The company has also tied up with NGOs such as the Kotak and Reddy Foundations, to train and employ youth from the rural areas. It is in talks with Everonn, for similar vocational training and employment of talent at its food retail outlets. In the last four years, around 400 rural youth have been hired through their association with NGOs.
HardCastle is also pushing the pedal on the flexibility front — one can choose to work on different days of the week every week, or weekdays on one week and weekends on the next to match their academic needs. Parents of staffers are invited to ‘Family Nights' to demonstrate how the job can help their children kids educate themselves, besides learning life skills.
Training, Incentives, Fun
Though the challenges of managing churn remain, thanks to its large pool of part-time staff, people are encouraged to continue in the system, getting an education alongside, and having fun flexibly. Employers needing customer-facing personnel, including BPOs and banks, consider trained McDonald's staffers as ‘good to poach', admit HardCastle officials, with a touch of pride. Poaching is a smaller concern. There are other macro challenges to contend with.
“Part-time work as a culture is non-existent in India. In the next two to three years, we would like to work with the industry to change this. Two-job options don't exist either. We are working with multiple stakeholders on this,” notes Nambiar. Training, incentives and fun are all on the People Resources team's agenda. On average, employees have between 15 to 20 days of training in a year, encompassing classroom, on-floor training and coaching. This is besides on-the-job training. The number increases with the level at which employees function.

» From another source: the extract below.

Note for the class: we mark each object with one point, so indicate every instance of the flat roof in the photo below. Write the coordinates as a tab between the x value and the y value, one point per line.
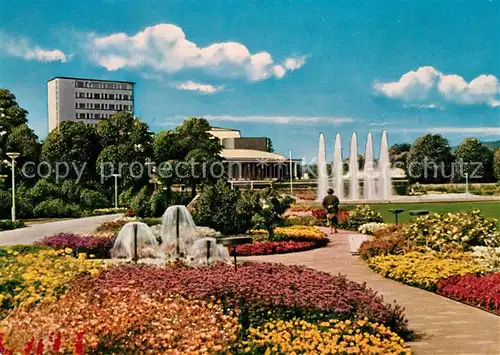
89	79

Performance rewards are based on a CSO (Customer Satisfaction Opportunity) index. Mystery Shopper programmes are run across outlets, and the agency's identity is not known to the top brass at HardCastle even, claims Nambiar. Results of the global index are published internally. Rewards ranging from a month's salary to two months' salary have been paid out as bonus. Even otherwise, at HardCastle, employees are happiest in peak business situations, it was found in internal studies.
With a workforce that is just out of school (or junior college), fun has to be part of the agenda for the People team. A ‘Voice of McDonald's contest' — a global singing talent hunt for McDonald's' employees — will see Prajitha Annedath from Bangalore, winner of the India leg, travel to Orlando in April 2012 for the finals. If she wins, she will get $25,000 and a chance to shoot her music album. She, for one, is lovin' it.